Bank of Uganda: Measures to mitigate the economic impact of COVID-19 (20.03.2020)
I write what I like.
This isn’t breaking news, this just facts at this point. The growth of debt is becoming a danger for the economy in Uganda. Because of the overspending and lack of donors to pledge for the needed government services, the bloated amounts of local government and the rampant cronyism. Is all combined making sure the extent of the economy gets hit, while the Uganda Revenue Authority, doesn’t have enough levies or enough taxes to gain enough for the shortfall of cash. The deficit is founded on loans, while the government are still paying interests and growing the debt ratio at a scale that is not healthy for the economy. Even if there is a future possible oil-revenue, it still has to become massive, to repay the debts of yesterday. When the amount of GDP goes to repaying and higher rates on the new loans. This is how to step-by-step killing the economy, by circling and re-issuing new debt, to pay off the old debt. Sooner or later, you need a scheme to fix it and start a Ponzi scheme to fix the economy. That is why there are ghost refugees and ghost projects to fix funding for the failing state.
Just take a look:
“The provisional total public debt stock (at nominal value) as at end December 2017 stood at Shs. 37.9 trillion, representing an increase of 9.4 per cent relative to June 2017. This growth in the stock of public debt was mainly on account of a 12.2 per cent growth in public external debt (in Shillings terms), which continues to have the dominant share of 66.3 per cent of total public debt. In December 2017, external and domestic debt amounted to Shs. 25.1 trillion and Shs. 12.8 trillion, respectively, which is an increase of 12.2 per cent and 4.2 per cent, respectively, compared to June 2017.
The provisional stock of public external debt disbursed and outstanding stood at USD 6,902.7 million as at end December 2017, representing an increase of 10.8 per cent from June 2017 compared to an increase of 24.6 per cent in the corresponding period a year ago. The total external debt exposure (debt disbursed and outstanding and debt committed but undisbursed) amounted to USD 11,690.6 million as at end December 2017” (BoU, P: 16, 2018).

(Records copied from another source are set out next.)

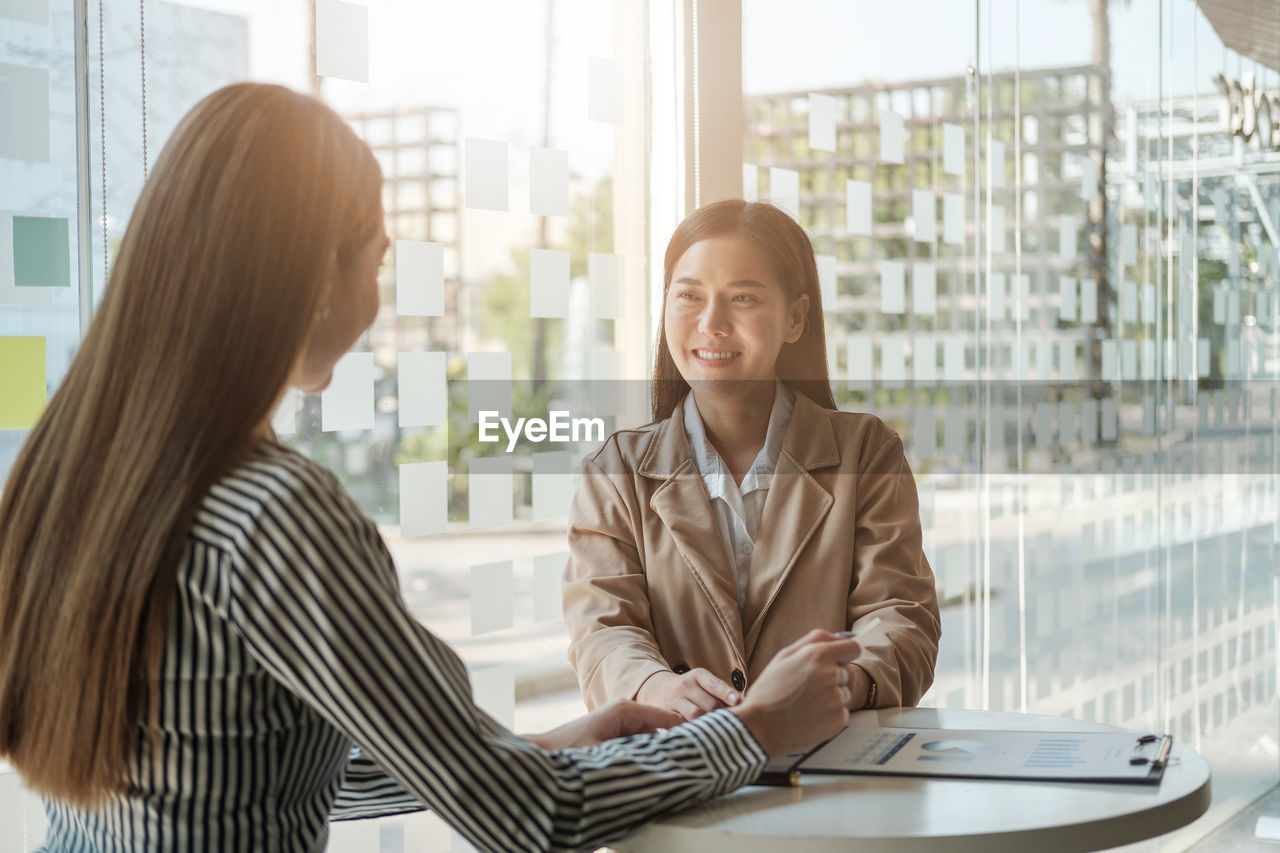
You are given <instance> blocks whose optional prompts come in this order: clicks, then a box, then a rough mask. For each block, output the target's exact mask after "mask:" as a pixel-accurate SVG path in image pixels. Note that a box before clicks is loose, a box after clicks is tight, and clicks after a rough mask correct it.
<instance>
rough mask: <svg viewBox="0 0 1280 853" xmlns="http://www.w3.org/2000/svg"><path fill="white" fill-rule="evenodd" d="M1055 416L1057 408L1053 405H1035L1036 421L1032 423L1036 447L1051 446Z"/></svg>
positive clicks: (1045, 404)
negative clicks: (1035, 405) (1054, 416)
mask: <svg viewBox="0 0 1280 853" xmlns="http://www.w3.org/2000/svg"><path fill="white" fill-rule="evenodd" d="M1056 414H1057V406H1055V405H1053V403H1047V402H1042V403H1036V420H1034V423H1033V430H1034V435H1036V447H1052V446H1053V416H1055V415H1056Z"/></svg>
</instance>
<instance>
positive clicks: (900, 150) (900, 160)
mask: <svg viewBox="0 0 1280 853" xmlns="http://www.w3.org/2000/svg"><path fill="white" fill-rule="evenodd" d="M905 141H906V123H905V120H904V119H902V117H901V115H899V114H897V113H893V111H891V110H884V111H883V113H881V160H883V161H884V163H906V147H905Z"/></svg>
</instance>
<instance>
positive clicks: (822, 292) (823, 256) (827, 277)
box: [813, 255, 836, 311]
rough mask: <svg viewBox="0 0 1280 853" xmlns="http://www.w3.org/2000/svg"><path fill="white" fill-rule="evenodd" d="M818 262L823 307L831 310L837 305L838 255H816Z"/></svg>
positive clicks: (818, 292)
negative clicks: (836, 282) (836, 277)
mask: <svg viewBox="0 0 1280 853" xmlns="http://www.w3.org/2000/svg"><path fill="white" fill-rule="evenodd" d="M813 259H814V261H817V264H818V293H819V296H820V297H822V307H823V310H824V311H829V310H831V309H833V307H835V306H836V256H835V255H814V256H813Z"/></svg>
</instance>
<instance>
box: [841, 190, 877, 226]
mask: <svg viewBox="0 0 1280 853" xmlns="http://www.w3.org/2000/svg"><path fill="white" fill-rule="evenodd" d="M845 229H846V231H847V232H849V233H850V234H867V236H870V233H872V184H870V183H868V182H867V181H846V182H845Z"/></svg>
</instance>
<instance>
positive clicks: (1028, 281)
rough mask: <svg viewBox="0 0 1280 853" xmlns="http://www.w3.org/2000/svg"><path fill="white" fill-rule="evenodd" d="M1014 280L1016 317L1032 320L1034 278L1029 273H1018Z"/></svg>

“The present value of total public debt as a ratio of GDP stood at 28.1 per cent as at the end of December 2017, which is lower than the PDMF benchmark of 50 per cent. However, including committed but undisbursed loans, the ratio of total public debt to GDP is closer to the threshold. This poses a risk of higher exposure or failure to meet external debt obligations in case of exchange rate volatility and slow growth in exports. In addition, high debt may become a drag on economic growth by discouraging public investment due to the high debt service costs” (BoU, P: 17, 2018).
This sort of report should worry anyone who cares about the future, the growing debt is a bad sign. It is a sign that the National Resistance Movement and President Yoweri Kaguta Museveni, is putting the future at risk, because he wants to eat right now. Instead of balancing the budgets or trying to find ways to get fresh revenue for the shortfalls and deficits, instead he is borrowing for everything and with the lack of transparency, the funds are embezzled and gone in the wind. Therefore, the state can often borrow for something that only exists on paper. Which is even worse, because they are not delivering anything else than growing debt like it is a gifts. That they will not pay interests and pay it off sooner or later.
The amount of loans should worry, it really should. This sort of reports should shatter the Parliament, should reshape the government and should make the Finance Minister Matia Kasaija and Treasury Secretary Keith Muhakanizi, wish their were on a peaceful island drinking umbrella-drinks, while far away living on their pensions, and hope they are not getting a Q&A at the Plenary Session. Since this is damning and beginning of troubles ahead. Just not knowing how damaging it can be. Peace.